Article taken from Farmers Weekly magazine
Cover crops have an important role in tackling herbicide-resistant blackgrass by improving soil conditions to enable direct drilling of spring wheat on heavy land. Results from trials in Agrovista’s Project Lamport, in Northamptonshire, shows a spring wheat based system can successfully bring heavily infested blackgrass heavy land back into productivity. The combination of spring cropping and cover cropping resulted in a viable crop of spring wheat, which last summer yielded more than 10t/ha.
Blackgrass counts were just four heads/sq m, in the same field where untreated areas had more than 2000 heads/sq m.
The system
Stewart Woodhead, technical manager at Agrovista, looked at work done by blackgrass guru Stephen Moss showing that spring cropping is the best cultural approach to reduce the grass weed.
“But drilling on heavy soil in spring can be a real challenge. So how can you increase success using cover crops?” asks Mr Woodhead. French researchers have worked on this problem and Agrovista looked across the channel for some solutions using cover crops to control blackgrass.
“But unlike the French system, we are not looking to smother blackgrass, we want it to germinate in autumn.
“This is achieved by drilling at a lower seed rate,” he says.
However, he has made sure there is enough cover crop to get moisture extraction in winter, thereby providing well drained soil for direct drilling in the spring.
The cover crop
So what makes the ideal cover crop? It has to be easy to establish, not compromise yields, not create a new volunteer weed problems, not harbour pests and diseases and be easy to kill, says Mr Woodhead.
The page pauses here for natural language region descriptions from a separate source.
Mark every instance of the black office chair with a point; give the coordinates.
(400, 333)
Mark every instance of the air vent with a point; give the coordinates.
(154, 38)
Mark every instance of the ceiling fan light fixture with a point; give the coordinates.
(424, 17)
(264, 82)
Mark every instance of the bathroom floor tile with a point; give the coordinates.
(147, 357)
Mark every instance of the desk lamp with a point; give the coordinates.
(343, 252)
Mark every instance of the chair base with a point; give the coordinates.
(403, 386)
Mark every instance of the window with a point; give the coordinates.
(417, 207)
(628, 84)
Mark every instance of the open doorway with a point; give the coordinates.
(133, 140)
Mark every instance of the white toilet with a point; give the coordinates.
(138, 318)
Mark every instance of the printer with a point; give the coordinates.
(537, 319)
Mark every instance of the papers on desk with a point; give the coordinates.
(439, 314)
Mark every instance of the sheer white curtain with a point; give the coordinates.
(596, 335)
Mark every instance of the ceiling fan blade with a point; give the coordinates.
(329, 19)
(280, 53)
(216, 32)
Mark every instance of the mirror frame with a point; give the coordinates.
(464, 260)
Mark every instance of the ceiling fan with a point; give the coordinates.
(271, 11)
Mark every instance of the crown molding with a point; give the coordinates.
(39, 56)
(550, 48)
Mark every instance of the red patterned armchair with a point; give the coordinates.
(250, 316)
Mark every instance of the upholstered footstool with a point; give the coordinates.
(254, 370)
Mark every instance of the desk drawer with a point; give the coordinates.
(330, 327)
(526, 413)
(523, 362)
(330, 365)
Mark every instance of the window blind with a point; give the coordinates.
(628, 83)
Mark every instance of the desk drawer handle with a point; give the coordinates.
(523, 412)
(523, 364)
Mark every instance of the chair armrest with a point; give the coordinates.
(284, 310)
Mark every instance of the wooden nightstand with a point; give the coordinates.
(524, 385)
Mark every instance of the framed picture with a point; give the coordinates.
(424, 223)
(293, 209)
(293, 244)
The carbon to nitrogen ratio is also important as it allows nutrients to be returned, and they have developed two specific mixes – black oat/vetch and black oat/berseem clover.
He warns that not all black oats are the same. “We use a later maturing variety (Avena strigosa) to avoid seeing seed heads in the autumn and creating a new volunteer problem.”
The cover crop is drilled, ideally in late August, and by drilling at a low seed rate, the creation of the seed bed will allow and encourage blackgrass germination.
“We did try phacelia, but it smothered the blackgrass and once it was killed in spring, we saw blackgrass spring up and there was no reduction in blackgrass numbers the following year,” he says.
Another learning point was to tweak seed rates where there are high residual nitrogen levels, such as when following oilseed rape, to allow blackgrass germination.
Niall Atkinson, national trials co-ordinator, says some growers have adopted the system and seen disappointing results. He says these growers were starting with a very high blackgrass population, and he advised them to plough the land first and bury the seed.
“It has to be proper ploughing to get numbers down and this is not easy on strong land,” he says.
Spring establishment
One important factor when establishing the spring wheat is two strikes with glyphosate. The first application goes on two weeks before drilling the crop, followed by a second hit two days before drilling, to hit blackgrass hiding under the cover crop. Mr Atkinson says growers should not hear drills bunging up when direct drilling, as the extensive root structure means plants are well anchored and the drill just runs through.
“The roots also reduce soil disturbance. Stale seed beds tend to be dry on top and you see more soil fracturing when direct drilling, therefore, you see more blackgrass germinating in the spring,” he says.